Even without the current crisis, restaurants often overlook credits and incentives available to their unique business. Large restaurants are not simply the venue where food and beverages are served to the consumers. Restaurant franchises and chains often have manufacturing, distribution, and back office teams that oversee the operations. Depending on the jurisdiction, the state and local programs may offer tax incentives to retain employees, train employees, and/or encourage innovation in new processes. For more information on possible incentives, please read our article, Middle market relief for businesses impacted by the coronavirus.
As the economy enters a downturn, businesses that are shrinking may be generating net operating losses (NOLs). Until business starts to expand, there may be ways to monetize NOLs through various planning techniques. If the business is able to carryback NOLs for federal compliance under the new stimulus package there may be states where this opportunity also exist.
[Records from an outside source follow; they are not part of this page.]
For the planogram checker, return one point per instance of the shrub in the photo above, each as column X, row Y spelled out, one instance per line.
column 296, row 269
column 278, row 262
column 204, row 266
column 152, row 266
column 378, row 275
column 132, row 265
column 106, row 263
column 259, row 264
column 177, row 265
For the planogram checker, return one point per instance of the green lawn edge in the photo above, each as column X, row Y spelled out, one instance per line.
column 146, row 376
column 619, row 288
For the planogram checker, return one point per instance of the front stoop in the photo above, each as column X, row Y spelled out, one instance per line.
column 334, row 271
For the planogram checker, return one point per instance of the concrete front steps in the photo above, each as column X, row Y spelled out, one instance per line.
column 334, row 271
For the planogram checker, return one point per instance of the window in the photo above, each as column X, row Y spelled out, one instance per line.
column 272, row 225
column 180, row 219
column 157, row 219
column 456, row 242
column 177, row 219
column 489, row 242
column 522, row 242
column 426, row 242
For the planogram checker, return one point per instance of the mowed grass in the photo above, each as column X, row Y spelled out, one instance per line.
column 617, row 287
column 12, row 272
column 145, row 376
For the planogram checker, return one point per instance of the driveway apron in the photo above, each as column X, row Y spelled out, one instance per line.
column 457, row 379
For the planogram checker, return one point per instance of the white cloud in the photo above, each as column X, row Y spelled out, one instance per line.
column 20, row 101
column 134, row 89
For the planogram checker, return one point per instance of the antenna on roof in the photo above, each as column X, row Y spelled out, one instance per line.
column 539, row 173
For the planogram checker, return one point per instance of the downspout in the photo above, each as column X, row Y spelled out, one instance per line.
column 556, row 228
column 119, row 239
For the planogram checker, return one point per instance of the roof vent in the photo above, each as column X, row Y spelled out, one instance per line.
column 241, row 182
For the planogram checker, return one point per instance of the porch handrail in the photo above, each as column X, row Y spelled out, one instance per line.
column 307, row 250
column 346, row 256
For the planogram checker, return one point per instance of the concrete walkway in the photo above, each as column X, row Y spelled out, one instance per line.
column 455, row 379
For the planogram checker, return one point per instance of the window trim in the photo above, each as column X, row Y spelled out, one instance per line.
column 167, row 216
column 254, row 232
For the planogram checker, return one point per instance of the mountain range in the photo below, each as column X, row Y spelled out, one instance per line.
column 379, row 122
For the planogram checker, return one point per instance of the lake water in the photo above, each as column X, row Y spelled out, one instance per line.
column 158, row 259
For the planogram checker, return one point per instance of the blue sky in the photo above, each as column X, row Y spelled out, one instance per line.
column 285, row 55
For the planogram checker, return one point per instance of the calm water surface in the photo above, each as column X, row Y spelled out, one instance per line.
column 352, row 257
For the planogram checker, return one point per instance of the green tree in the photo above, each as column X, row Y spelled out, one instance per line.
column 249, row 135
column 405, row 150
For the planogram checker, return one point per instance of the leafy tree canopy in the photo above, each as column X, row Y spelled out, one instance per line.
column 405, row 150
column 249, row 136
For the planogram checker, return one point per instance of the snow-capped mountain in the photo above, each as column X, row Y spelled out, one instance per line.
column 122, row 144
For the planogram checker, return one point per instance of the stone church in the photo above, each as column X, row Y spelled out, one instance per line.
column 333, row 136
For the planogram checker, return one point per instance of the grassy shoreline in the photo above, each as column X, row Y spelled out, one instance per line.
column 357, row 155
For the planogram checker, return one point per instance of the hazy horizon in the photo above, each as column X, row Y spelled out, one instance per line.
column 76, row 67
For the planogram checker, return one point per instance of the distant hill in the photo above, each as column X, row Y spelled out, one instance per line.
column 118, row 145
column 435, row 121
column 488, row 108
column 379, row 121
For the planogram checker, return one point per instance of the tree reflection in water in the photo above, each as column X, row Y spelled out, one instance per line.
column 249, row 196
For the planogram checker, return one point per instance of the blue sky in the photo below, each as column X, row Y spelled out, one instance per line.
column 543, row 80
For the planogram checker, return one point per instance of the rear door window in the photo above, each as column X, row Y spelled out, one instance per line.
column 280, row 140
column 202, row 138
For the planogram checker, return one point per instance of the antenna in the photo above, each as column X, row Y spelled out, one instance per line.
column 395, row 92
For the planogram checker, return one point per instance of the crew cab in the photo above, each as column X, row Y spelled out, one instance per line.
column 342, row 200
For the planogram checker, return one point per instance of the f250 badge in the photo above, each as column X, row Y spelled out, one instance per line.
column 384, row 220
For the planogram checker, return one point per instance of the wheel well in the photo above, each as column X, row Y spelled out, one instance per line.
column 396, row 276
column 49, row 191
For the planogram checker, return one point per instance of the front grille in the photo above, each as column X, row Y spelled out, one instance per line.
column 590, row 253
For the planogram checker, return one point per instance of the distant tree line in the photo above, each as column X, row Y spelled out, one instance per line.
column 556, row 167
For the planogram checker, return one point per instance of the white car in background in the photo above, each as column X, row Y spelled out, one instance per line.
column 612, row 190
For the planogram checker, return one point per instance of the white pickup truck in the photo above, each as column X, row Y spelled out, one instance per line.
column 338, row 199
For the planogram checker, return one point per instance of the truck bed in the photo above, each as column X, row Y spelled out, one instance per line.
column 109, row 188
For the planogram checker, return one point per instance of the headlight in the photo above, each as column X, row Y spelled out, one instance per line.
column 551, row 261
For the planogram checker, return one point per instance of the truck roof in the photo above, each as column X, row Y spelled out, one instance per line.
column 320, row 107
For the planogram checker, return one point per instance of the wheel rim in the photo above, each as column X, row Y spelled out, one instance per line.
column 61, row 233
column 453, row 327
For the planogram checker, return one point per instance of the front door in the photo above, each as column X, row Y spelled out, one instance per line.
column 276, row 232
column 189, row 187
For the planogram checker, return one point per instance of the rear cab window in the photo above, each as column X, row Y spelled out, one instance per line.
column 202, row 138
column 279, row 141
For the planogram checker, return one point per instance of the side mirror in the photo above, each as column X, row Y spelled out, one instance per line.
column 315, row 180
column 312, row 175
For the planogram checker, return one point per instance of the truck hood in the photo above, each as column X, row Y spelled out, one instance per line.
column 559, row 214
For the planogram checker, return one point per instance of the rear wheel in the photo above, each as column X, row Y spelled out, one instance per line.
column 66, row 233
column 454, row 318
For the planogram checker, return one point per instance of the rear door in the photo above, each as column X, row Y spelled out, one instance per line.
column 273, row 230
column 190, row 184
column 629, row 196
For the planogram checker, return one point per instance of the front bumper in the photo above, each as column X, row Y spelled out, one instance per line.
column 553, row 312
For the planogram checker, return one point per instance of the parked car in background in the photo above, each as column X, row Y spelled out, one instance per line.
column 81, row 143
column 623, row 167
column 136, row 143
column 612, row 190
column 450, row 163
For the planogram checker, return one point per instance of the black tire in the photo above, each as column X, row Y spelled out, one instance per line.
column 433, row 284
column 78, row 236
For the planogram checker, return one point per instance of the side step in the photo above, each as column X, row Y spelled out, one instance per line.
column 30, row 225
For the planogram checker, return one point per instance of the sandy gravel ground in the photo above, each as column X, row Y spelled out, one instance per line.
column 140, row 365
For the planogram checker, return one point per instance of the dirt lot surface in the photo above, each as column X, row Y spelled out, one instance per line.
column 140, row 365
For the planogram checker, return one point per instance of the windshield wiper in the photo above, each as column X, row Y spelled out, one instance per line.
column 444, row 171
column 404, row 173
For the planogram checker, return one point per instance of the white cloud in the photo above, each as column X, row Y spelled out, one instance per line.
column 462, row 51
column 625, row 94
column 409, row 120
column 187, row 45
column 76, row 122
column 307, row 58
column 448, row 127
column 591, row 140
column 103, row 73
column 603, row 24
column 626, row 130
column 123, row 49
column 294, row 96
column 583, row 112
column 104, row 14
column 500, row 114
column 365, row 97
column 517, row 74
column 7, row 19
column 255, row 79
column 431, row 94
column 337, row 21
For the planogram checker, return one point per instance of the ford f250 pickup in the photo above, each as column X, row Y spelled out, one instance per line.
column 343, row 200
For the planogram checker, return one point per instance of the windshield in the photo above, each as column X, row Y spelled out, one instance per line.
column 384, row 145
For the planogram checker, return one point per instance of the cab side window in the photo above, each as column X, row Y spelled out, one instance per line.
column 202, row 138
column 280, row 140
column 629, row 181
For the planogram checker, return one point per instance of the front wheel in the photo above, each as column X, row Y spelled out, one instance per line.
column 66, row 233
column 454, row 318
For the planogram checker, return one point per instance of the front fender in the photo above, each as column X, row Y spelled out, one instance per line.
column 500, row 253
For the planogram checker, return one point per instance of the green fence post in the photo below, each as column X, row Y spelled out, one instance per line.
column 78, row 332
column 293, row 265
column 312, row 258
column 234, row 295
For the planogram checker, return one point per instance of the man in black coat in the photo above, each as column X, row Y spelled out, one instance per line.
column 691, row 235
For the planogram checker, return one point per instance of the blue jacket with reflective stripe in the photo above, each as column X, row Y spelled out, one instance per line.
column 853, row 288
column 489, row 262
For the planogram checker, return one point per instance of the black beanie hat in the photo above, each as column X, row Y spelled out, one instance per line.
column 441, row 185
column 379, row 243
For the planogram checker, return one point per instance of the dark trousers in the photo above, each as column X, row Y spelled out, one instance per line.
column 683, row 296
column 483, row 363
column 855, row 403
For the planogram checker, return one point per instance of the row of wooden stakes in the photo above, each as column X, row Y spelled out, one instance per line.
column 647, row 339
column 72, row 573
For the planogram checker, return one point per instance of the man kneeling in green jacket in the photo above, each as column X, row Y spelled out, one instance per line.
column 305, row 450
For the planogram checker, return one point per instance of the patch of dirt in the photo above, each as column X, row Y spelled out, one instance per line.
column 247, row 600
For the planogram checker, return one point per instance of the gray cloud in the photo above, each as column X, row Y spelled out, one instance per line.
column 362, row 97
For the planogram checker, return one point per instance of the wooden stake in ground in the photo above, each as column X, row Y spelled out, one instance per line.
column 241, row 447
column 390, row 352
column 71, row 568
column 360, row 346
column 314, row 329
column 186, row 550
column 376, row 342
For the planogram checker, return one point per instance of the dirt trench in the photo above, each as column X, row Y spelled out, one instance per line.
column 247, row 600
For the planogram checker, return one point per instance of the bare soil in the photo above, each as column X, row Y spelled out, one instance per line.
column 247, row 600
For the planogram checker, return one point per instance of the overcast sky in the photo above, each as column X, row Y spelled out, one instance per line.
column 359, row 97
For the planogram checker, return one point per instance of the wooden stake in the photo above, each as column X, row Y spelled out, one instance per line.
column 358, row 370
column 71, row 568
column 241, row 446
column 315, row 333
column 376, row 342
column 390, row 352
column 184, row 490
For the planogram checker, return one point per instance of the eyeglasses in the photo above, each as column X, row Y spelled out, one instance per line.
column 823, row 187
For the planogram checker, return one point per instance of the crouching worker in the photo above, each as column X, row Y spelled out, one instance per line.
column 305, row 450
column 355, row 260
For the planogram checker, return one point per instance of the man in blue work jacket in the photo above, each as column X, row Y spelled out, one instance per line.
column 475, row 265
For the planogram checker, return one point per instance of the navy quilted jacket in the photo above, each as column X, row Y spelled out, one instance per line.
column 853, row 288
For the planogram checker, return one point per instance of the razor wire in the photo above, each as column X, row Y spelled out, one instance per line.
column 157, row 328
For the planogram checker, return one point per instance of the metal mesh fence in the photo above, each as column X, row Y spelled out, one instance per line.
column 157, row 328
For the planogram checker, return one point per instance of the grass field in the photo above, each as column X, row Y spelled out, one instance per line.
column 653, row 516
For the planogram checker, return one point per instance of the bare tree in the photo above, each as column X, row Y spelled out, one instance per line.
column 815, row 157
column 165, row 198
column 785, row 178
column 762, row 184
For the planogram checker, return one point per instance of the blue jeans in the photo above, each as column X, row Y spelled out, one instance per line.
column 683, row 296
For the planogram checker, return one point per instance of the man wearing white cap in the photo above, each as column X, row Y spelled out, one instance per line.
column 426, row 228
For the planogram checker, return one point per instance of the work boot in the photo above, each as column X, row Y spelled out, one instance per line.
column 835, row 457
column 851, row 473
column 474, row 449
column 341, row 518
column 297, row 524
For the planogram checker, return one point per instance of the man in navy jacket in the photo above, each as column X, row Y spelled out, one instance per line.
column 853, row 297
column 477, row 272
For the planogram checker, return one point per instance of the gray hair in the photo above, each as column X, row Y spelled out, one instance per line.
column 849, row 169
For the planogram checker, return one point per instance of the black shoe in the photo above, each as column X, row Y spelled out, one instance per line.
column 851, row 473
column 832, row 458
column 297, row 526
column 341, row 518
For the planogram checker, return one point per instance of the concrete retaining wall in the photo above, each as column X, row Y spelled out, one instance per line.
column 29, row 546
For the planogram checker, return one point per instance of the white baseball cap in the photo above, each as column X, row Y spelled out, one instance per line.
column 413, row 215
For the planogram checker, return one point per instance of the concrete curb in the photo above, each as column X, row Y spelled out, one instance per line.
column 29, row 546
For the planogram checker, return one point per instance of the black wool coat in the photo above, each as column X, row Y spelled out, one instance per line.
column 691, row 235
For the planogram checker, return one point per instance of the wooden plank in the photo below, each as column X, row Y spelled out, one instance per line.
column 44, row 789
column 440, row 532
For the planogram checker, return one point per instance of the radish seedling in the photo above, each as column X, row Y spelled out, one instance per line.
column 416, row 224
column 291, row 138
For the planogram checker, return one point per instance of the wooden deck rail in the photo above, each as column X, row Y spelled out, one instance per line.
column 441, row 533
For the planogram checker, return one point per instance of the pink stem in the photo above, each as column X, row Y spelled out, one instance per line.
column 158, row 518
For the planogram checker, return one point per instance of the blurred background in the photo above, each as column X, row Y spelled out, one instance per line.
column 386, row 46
Reviewing prior-year filings and identifying refunds for taxes paid in prior periods could create some additional cash flow.
Additionally, and more specific to multistate restaurant groups, monitoring state and local tax extended compliance due dates for filings and payments can be a significant solution for immediate and short-term cash needs as most states have provided payment extensions. For more information on resources to aid in addressing extended filing and payment deadlines, please read our article, State taxing authorities address COVID-19 filing and business changes.
For most restaurant companies, many accounting and finance personnel are working remotely. Most companies are ill equipped to conduct business remotely for long periods of time. Outsourcing some compliance functions either temporarily or permanently could reduce internal costs.
The COVID-19 crisis is having an unprecedented impact on the restaurant industry. The scale of the decline in revenue will be different for each business but restaurants that adjust quickly should think beyond the immediate crisis to best position themselves when both the health and economic crisis recedes. Addressing state and local tax matters during this period can prevent the rise of state tax exposures and can even result in substantial tax and/or cash savings for the businesses that plan appropriately. RSM’s state and local tax team has the industry experience required to provide comprehensive services to all sectors of the restaurant industry at this time.